Roman dragged his attention back to the matter at hand.
“As we guessed, what Millie thought was pure MDMA had been laced with fentanyl.” He swiveled his screen to face his deputy.
“Cheap, easy to get hold of, and dangerous,” Dougie murmured as he scanned the details. “Bet she didn’t count on taking that kind of a risk when she decided to try getting high. Her friends have closed ranks. They’re not naming the source of the drugs, or they genuinely don’t know.”
Roman grunted.
They’d established that Mr. and Mrs. Mason had gone out of state to visit family, taking their two youngest children but leaving the older two at home. It was the perfect opportunity to throw a party. Millie Westlake’s closest friends admitted she’d scored some MDMA, seemingly intent on gaining enough false courage to approach a girl she had feelings for. There were no other drugs in Millie’s purse when Dougie eventually tracked it down. Although both friends swore blind she hadn’t done it before—to their knowledge, at least—the teenager had taken the pill halfway through the evening and within twenty minutes was struggling to breathe.
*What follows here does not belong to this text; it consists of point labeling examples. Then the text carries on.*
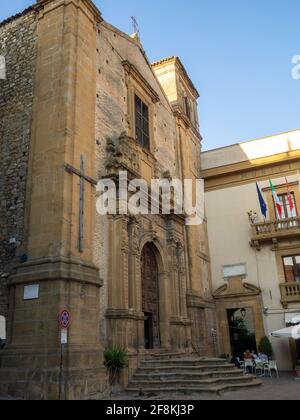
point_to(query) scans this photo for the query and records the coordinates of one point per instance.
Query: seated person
(248, 355)
(263, 357)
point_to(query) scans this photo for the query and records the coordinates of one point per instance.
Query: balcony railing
(290, 293)
(275, 230)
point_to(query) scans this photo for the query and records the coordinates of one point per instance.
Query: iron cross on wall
(83, 178)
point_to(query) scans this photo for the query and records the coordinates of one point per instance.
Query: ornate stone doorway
(150, 297)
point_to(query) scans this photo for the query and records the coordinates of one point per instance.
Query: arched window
(2, 67)
(2, 328)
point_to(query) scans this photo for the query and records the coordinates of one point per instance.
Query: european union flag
(263, 204)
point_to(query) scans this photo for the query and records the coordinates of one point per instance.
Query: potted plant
(297, 369)
(115, 359)
(265, 347)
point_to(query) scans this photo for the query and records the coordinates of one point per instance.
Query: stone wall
(18, 46)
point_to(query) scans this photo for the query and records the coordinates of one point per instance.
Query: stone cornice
(56, 269)
(131, 70)
(182, 70)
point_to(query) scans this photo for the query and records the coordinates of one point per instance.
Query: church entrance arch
(150, 297)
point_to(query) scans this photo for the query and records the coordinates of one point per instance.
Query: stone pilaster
(62, 131)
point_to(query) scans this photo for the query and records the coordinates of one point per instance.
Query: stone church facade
(81, 102)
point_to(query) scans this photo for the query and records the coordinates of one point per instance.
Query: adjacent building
(81, 102)
(255, 260)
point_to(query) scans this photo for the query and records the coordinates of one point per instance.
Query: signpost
(64, 323)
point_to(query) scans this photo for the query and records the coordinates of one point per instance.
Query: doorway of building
(242, 331)
(150, 297)
(298, 351)
(2, 331)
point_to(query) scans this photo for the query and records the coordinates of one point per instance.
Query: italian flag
(276, 200)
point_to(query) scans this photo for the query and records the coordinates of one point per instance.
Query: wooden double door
(150, 297)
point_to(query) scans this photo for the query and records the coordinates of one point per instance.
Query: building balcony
(125, 154)
(290, 293)
(274, 231)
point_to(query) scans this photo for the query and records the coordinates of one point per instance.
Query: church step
(184, 367)
(177, 389)
(186, 375)
(190, 383)
(187, 360)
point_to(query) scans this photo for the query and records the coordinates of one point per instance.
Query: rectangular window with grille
(142, 130)
(292, 268)
(288, 212)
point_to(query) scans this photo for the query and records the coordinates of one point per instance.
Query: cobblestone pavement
(285, 388)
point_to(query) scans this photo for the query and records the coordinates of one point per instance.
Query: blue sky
(238, 54)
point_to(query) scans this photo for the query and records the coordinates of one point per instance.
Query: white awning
(292, 318)
(291, 332)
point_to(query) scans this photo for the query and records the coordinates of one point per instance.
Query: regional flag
(263, 204)
(290, 198)
(277, 202)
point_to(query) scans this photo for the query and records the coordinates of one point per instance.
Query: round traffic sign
(64, 319)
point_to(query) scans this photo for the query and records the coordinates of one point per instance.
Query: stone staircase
(187, 374)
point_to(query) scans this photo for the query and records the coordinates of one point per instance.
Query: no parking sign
(64, 319)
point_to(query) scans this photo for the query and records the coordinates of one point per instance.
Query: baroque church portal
(89, 106)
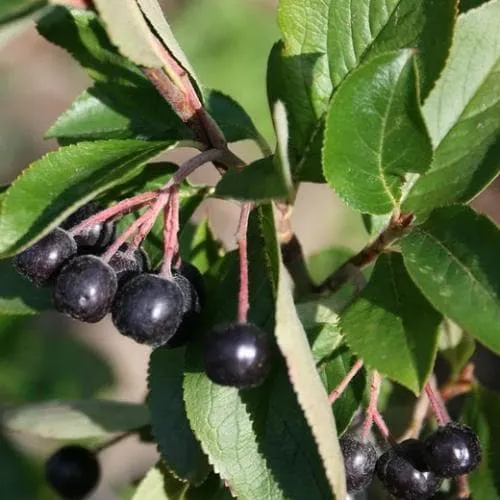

Recovering slowly in hospital, after forty-eight hours on a mechanical ventilator, Millie—a tall, solid basketball player—owed her survival to a hefty dose of luck and her own general fitness.
“Chief Roberts swears all narcotics in Pine Springs trace back to the Dax family,” Dougie volunteered.
Roman took another glance out of the window. “Without evidence to link them to the supply, that gets us nowhere.”
The paperwork trail on the Daxes was extensive and revealing. He’d made a point of looking them up. Shoplifting charges, intimidation, arson, car theft, regular alcohol-fueled punchups—and, yes, rumors of drug dealing, as Dougie said. Only a few minor convictions had made it all the way through the system, but every member of the family had come to the attention of the local police force more times than Roman could count.
Every one of them bar Elenie Dax, who was still loitering at the back of the parking lot.
Dougie spread his hands. “We’ve had a steady increase in thefts of farm chemicals, drugs at the high school, counterfeit cash. Roberts swears it only started after the Daxes moved into town. I don’t know if that’s true, but Frank Dax’s name comes up every single time. Only problem is that no one will give evidence against him. People won’t turn on their neighbor if they think that neighbor will burn down their fucking house. He’s been untouchable so far.”
Millie’s panicked parents were still glued to her bedside; it would be another day or so before the girl would be well enough to interview. Would she tell them where the drugs had come from? Or would she be too scared to talk?
Roman had thought he’d left this kind of policing back in Detroit.
An image—the image—took his breath as it rose behind swiftly closed eyelids. Swallowing hard, he fought to keep his heart ratesteady, even as the blood tingled in his ears and set a tremor running through his fingers.
He would not think. He would not remember.
Battling to keep his thoughts from showing on his face, Roman tugged at his shirt collar. None of his officers knew that he’d taken on this new role under pressure; he needed it to stay that way. He hadn’t even come clean to his family or friends that his return had a time limit. Being forced by his superiors to take a twelve-month secondment for his mental health wasn’t something he wanted to shout from the rooftops.
He had one year to prove to his captain that he’d got his head straight, and he’d be in with a fighting chance of making lieutenant on his return to the city.